One thing that makes bronze more expensive than brass is that tin is more costly than zinc, but scale of production must also be a major factor.

Be very careful buying bronze for peening! Some alloys will be terriffic, while some bronzes will have very poor cold-working properties. I had some silver-bronze once, and it was the nicest stuff to peen that I've ever come across, but it was a scrap that I got by chance for next-to-nothing & I'd hate to think what it costs normally. And make sure you know what state it's in as it comes, for heavy peening, you want it annealed to as soft as the particular alloy can be. 

I'm assuming you want bronze for the colour? As far as plane-making goes, any structural advantages over 260 brass would be negligible in this context, and (annealed) 260 has the sort of cold-working properties desirable for plane making. I think 260 brass is less common, but a bit easier to get over your way than in my neck of the woods. It's exceedingly difficult to obtain in plane-building sizes in Oz, unfortunately.... 

Cheers,
Ian


----------



## Hattori-Hanzo (28 Feb 2021)

Cheers Ian, I thought it might be something along those lines.

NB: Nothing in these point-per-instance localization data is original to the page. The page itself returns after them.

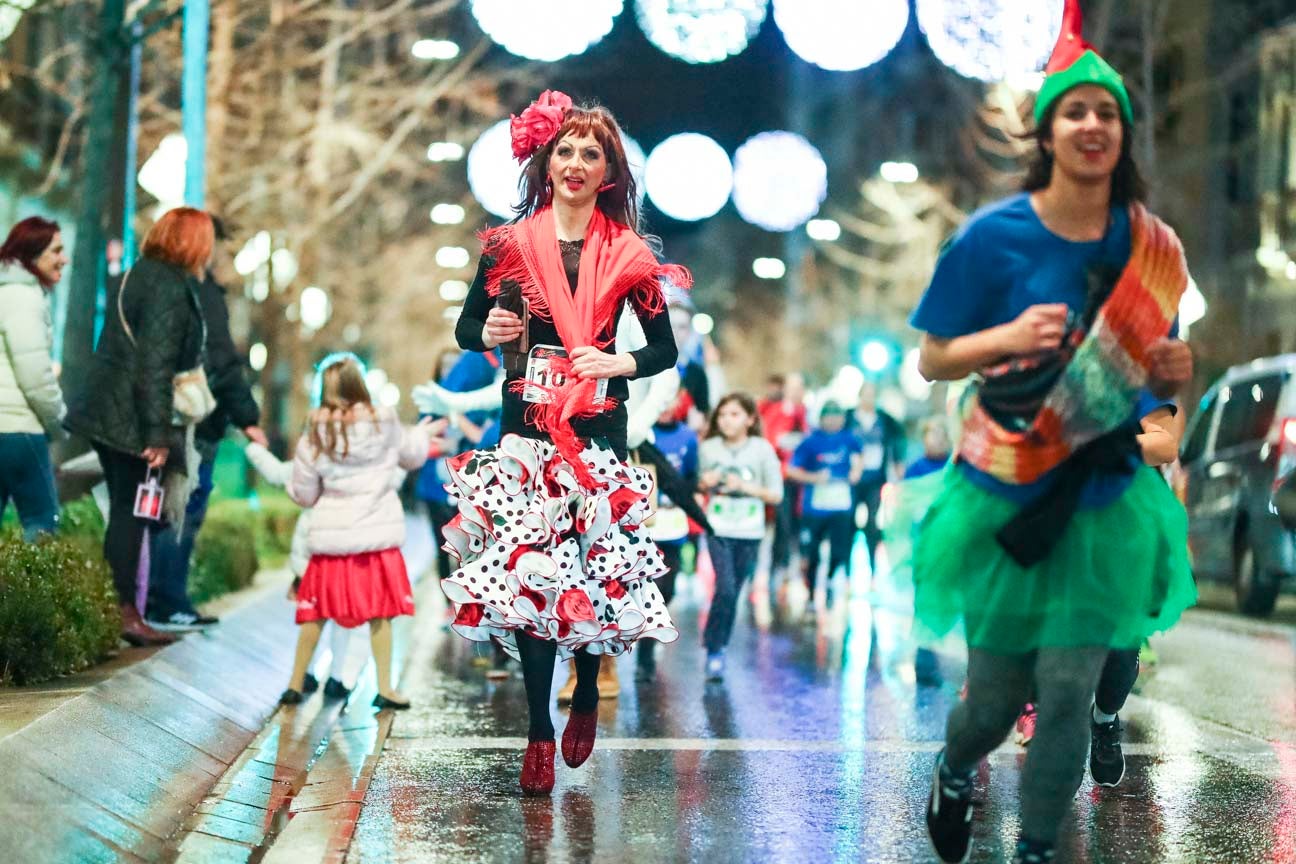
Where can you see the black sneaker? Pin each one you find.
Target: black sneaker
(949, 818)
(336, 689)
(176, 622)
(1106, 758)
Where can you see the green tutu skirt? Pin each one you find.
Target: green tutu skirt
(1117, 574)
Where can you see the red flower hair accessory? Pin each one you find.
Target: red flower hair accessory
(538, 123)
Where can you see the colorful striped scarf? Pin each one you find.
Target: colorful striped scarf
(1099, 387)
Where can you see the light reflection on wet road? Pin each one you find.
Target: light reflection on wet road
(818, 746)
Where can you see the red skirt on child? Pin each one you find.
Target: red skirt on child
(354, 588)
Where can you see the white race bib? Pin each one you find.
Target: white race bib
(671, 525)
(872, 457)
(832, 496)
(736, 517)
(541, 372)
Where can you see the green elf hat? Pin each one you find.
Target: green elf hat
(1076, 62)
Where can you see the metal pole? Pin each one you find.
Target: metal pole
(193, 100)
(132, 136)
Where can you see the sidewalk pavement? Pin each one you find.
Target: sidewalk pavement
(119, 771)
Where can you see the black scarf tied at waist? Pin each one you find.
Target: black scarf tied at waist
(1033, 533)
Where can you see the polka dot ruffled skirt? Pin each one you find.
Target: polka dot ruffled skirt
(541, 555)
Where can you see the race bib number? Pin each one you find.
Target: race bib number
(671, 525)
(546, 375)
(831, 498)
(740, 517)
(872, 457)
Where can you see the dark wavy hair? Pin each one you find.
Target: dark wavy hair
(620, 202)
(744, 402)
(1128, 184)
(29, 241)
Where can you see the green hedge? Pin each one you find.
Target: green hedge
(57, 606)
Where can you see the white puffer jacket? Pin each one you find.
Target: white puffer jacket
(30, 399)
(354, 496)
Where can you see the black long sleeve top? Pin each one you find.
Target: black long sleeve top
(659, 355)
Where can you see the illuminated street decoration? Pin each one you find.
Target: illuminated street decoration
(11, 13)
(494, 174)
(992, 40)
(841, 35)
(779, 180)
(546, 29)
(700, 31)
(688, 176)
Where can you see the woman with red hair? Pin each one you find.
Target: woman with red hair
(126, 404)
(554, 557)
(31, 404)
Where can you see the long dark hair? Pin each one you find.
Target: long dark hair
(620, 202)
(29, 241)
(1128, 184)
(747, 403)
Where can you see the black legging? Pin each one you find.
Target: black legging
(1120, 671)
(538, 657)
(840, 531)
(439, 513)
(125, 533)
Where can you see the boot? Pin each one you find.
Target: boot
(569, 688)
(609, 687)
(578, 737)
(538, 768)
(136, 632)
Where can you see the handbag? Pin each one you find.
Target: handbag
(192, 400)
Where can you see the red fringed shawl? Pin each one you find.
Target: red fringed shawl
(616, 264)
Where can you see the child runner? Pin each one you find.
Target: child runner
(344, 469)
(1049, 540)
(827, 464)
(741, 474)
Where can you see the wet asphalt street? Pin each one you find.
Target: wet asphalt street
(818, 748)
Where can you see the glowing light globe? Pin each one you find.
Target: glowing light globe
(779, 180)
(494, 174)
(688, 176)
(992, 40)
(841, 35)
(546, 29)
(700, 31)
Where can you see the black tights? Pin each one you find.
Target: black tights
(538, 657)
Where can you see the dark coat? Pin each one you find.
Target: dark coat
(227, 373)
(125, 399)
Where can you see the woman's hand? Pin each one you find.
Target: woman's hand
(589, 362)
(1040, 328)
(500, 327)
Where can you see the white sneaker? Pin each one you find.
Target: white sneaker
(175, 622)
(716, 667)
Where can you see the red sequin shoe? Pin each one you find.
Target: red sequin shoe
(538, 768)
(578, 737)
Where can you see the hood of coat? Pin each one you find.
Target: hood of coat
(16, 273)
(368, 442)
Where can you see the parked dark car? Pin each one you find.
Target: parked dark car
(1239, 444)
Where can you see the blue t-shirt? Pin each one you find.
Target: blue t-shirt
(999, 263)
(924, 465)
(831, 452)
(678, 443)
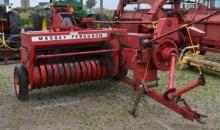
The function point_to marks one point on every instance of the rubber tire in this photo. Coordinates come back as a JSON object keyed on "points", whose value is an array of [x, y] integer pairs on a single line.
{"points": [[21, 72], [37, 21], [14, 23]]}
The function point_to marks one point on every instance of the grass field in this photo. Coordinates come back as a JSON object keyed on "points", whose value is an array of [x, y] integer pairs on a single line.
{"points": [[103, 105]]}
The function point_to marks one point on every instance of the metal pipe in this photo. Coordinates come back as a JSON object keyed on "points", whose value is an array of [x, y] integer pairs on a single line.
{"points": [[184, 26], [186, 88], [171, 73], [123, 22]]}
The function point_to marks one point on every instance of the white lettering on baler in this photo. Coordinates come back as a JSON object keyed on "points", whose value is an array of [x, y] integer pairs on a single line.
{"points": [[72, 36]]}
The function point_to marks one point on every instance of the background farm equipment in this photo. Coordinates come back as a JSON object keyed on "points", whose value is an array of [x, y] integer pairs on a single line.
{"points": [[139, 45], [73, 8], [9, 32], [205, 53]]}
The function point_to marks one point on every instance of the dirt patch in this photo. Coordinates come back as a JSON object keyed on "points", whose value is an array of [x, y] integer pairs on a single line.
{"points": [[102, 105]]}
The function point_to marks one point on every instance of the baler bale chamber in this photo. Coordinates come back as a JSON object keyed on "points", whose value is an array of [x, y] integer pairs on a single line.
{"points": [[58, 58]]}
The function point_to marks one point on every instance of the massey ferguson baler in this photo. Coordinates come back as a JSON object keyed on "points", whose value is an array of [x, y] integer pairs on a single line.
{"points": [[76, 55]]}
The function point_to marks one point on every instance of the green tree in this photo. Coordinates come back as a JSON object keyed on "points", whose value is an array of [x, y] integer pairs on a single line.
{"points": [[90, 4]]}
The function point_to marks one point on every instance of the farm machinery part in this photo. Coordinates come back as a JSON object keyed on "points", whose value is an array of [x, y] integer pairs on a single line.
{"points": [[69, 11], [67, 54], [9, 32], [203, 55]]}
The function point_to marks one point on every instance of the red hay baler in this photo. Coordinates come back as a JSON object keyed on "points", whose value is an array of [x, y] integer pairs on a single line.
{"points": [[70, 54]]}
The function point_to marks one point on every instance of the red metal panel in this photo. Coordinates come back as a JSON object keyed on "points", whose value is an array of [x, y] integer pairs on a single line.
{"points": [[50, 75], [73, 72], [94, 70], [78, 72], [43, 72], [62, 73], [56, 74], [37, 77], [68, 73]]}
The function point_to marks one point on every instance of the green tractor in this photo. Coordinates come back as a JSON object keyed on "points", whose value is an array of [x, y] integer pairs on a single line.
{"points": [[43, 20], [80, 12], [9, 31]]}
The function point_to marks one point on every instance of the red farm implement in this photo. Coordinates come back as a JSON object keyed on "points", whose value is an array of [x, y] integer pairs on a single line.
{"points": [[139, 44], [203, 53]]}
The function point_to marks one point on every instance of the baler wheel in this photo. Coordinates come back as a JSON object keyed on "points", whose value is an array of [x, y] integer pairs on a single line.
{"points": [[21, 83]]}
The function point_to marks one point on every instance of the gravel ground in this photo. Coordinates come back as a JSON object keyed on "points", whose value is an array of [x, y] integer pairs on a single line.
{"points": [[102, 105]]}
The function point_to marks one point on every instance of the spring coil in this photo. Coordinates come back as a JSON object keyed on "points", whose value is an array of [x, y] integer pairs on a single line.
{"points": [[72, 72]]}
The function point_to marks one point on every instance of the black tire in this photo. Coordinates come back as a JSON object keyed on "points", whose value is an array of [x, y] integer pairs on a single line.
{"points": [[14, 23], [35, 21], [21, 83]]}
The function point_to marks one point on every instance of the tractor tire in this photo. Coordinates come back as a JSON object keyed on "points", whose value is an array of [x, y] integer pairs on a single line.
{"points": [[14, 23], [21, 83], [35, 22]]}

Thanks for the info on bronze, I need to look more in to the grades but will be limited to what I can afford and find.

Just wanted to give it a try really, bronze planes have a real charm about them and I'm curious to see the working differences to brass.


----------



## bushwhaker (28 Feb 2021)

errrrr


----------



## Droogs (2 Mar 2021)

Hi Dan, had a check with the foundry today, they haven't been doing much recently so have none avalable in plate form. sorry


----------



## Peri (3 Mar 2021)

Phosphor Bronze Block - College Engineering Supply - Buy Online


Phosphor Bronze Blocks can be cut from stock in SA660 specification to any reasonable size. We can also supply in PB1 specification by request.




www.collegeengineering.co.uk





These guys will cut you a block to whatever size you want, as well as sell standard square or round stock.


----------



## Hattori-Hanzo (4 Mar 2021)

@Droogs ,No worries, thanks for asking for me though I really appreciate it.

Thanks for the link too Peri


----------